By Dan Catchpole
The Boeing Co. is bullish on Asia’s demand for passenger and cargo aircraft in the next 20 years.
During that time, “nearly half of the world’s air traffic growth will be driven by travel to, from or within the Asia Pacific region,” according to the Chicago-based company’s market forecast for the region.
The airplane maker expects single-aisle airplanes to account for 69 percent of new airplanes used in Asia. Boeing’s 737 family has been a mainstay for decades in that market, but it has lost market share to the Airbus A320 family. The European aerospace manufacturer has more orders for 320s than Boeing does for 737s.
But other, smaller jetliner makers could be fighting for some of that market share as well. Bombardier’s CSeries airplanes and Embraer’s E2 jetliners are the most serious competitors. But the largest of those models — the CS300 and the E195-E2 — will only overlap with the smallest 737s and A320s.
For long-haul traffic, Boeing forecasts twin-aisle airplanes will account for 28 percent of new airplane deliveries.
Boeing expects air travel within China will grow 6.9 percent each year through 2032, while traffic within the rest of the Asia Pacific market will increase about 6.2 percent a year.
The company is forecasting slower growth for air travel in North America and Europe, which both offer more mature markets and have more alternatives to air travel, chiefly road and rail.

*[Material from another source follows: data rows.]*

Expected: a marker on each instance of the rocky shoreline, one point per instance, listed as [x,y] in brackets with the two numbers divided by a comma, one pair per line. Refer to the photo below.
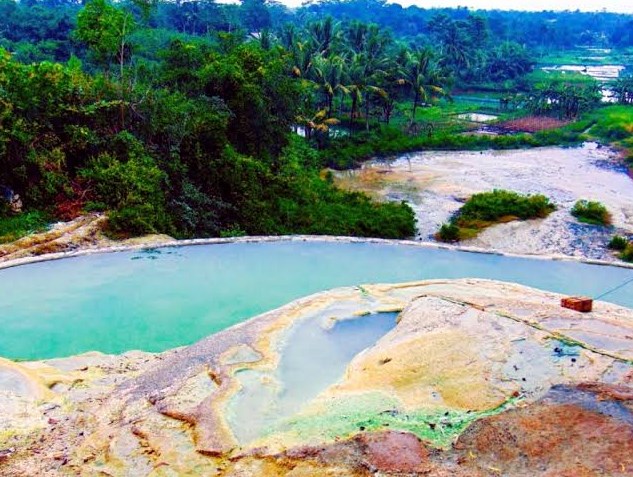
[478,378]
[154,242]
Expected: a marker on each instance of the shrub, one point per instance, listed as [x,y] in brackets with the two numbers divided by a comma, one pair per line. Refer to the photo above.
[618,243]
[627,253]
[487,208]
[448,233]
[13,227]
[591,212]
[499,204]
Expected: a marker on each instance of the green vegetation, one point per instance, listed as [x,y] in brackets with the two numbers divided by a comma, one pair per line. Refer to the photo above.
[591,212]
[176,117]
[449,233]
[13,227]
[627,253]
[348,152]
[622,245]
[618,243]
[488,208]
[614,125]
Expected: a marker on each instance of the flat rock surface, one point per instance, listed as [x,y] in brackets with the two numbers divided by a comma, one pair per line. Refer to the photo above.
[476,378]
[436,184]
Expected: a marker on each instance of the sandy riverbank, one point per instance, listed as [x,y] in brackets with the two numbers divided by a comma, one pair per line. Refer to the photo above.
[437,183]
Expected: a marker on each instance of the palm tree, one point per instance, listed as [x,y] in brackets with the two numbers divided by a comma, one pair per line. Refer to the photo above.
[318,124]
[425,78]
[323,34]
[327,75]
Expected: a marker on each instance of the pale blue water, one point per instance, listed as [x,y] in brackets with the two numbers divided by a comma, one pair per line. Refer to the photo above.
[121,301]
[312,358]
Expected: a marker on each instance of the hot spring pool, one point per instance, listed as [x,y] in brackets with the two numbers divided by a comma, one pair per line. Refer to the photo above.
[156,300]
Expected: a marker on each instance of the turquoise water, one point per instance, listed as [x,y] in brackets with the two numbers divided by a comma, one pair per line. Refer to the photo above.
[313,357]
[154,301]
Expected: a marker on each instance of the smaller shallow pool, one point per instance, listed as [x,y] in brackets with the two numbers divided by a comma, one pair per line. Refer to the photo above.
[314,355]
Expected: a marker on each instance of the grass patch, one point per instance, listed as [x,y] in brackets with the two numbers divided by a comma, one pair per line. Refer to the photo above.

Nonetheless, they will still make up about 39 percent of the world’s air traffic, down from 52 percent in 2012, according to the company’s forecast.
Airbus and many aviation market analysts share Boeing’s outlook for Asia, but their optimism is being tempered by concerns that the region’s slowing economic growth and currency turmoil could lead to some Asian carriers’ cancelling orders with Boeing and Airbus, reports the Financial Times.